Tongue root advancement facilitates voicing during stop closure by enlarging the supralaryngeal cavity volume (Westbury, 1983). In a recent ultrasound study, Ahn (2018) reports that tongue is indeed more advanced during voiced than voiceless stops both in English and Brazilian Portuguese, suggesting that the articulatory adjustment aligns more with the abstract laryngeal distinctions than their acoustic implementation—the "voiced” stops are typically not phonated in English but in Brazilian Portuguese. This study, using ultrasound, compares tongue positioning during Seoul Korean (SK) stops of three laryngeal categories: lenis, fortis, and aspirated. All three categories are voiceless phrase-initially, with the lenis being voiced intervocalically (Jun, 1993). This study asks whether (1) SK lenis, fortis, and aspirated stops have different tongue configurations when none are phonated and (2) the intervocalic voicing of lenis stops leads to tongue root advancement. Nine native SK speakers recorded phrase-initial and intervocalic stops. Results: lenis, fortis, and aspirated stops did not show different tongue position in phrase-initial positions. In intervocalic positions, lenis stops, acoustically voiced during closure, did not show more tongue root advancement than other types of stops. These results suggest that SK speakers use tongue positioning neither for laryngeal contrast nor as an adjustment for allophonic voicing of intervocalic lenis stops.

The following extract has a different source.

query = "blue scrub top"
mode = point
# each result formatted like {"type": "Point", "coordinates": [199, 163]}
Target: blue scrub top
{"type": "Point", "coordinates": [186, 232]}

Previous research on utterance-initial voiced stops in American English (AE) has shown that speakers enlarge the vocal cavity via tongue root advancement whether or not the stop is phonated when compared to voiceless stops (Ahn 2015). The current ultrasound study expands this line of research to examine two further variables: (a) utterance-initial fricatives/affricates and (b) effect of frontness of the following vowel. Participants included both monolingual (n = 4) and simultaneous bilingual (n = 7) AE speakers. Phrase-initial stops (/p,b,t,d,k,g/), fricatives (/f,v,s,z/), and affricates (/tʃ,ʤ/) were followed by /e/ or /u/. Most productions confirmed that both phonated and unphonated voiced stops/affricates had more tongue root advancement than voiceless ones, but a small proportion showed no difference between phonated, unphonated, and voiceless stops/affricates. Fricative productions were divided between no tongue root difference due to either voicing or phonation, and greater advancement for voiced fricatives regardless of phonation. Tongue root advancement may be less prevalent for fricatives because weakening of the frication can also facilitate the conditions for phonation. A prediction that tongue root advancement for voicing before /e/ might be limited by the positioning requirements of the front vowel was weakly supported, especially for fricatives. The potential effects of bilingual speakers are also addressed.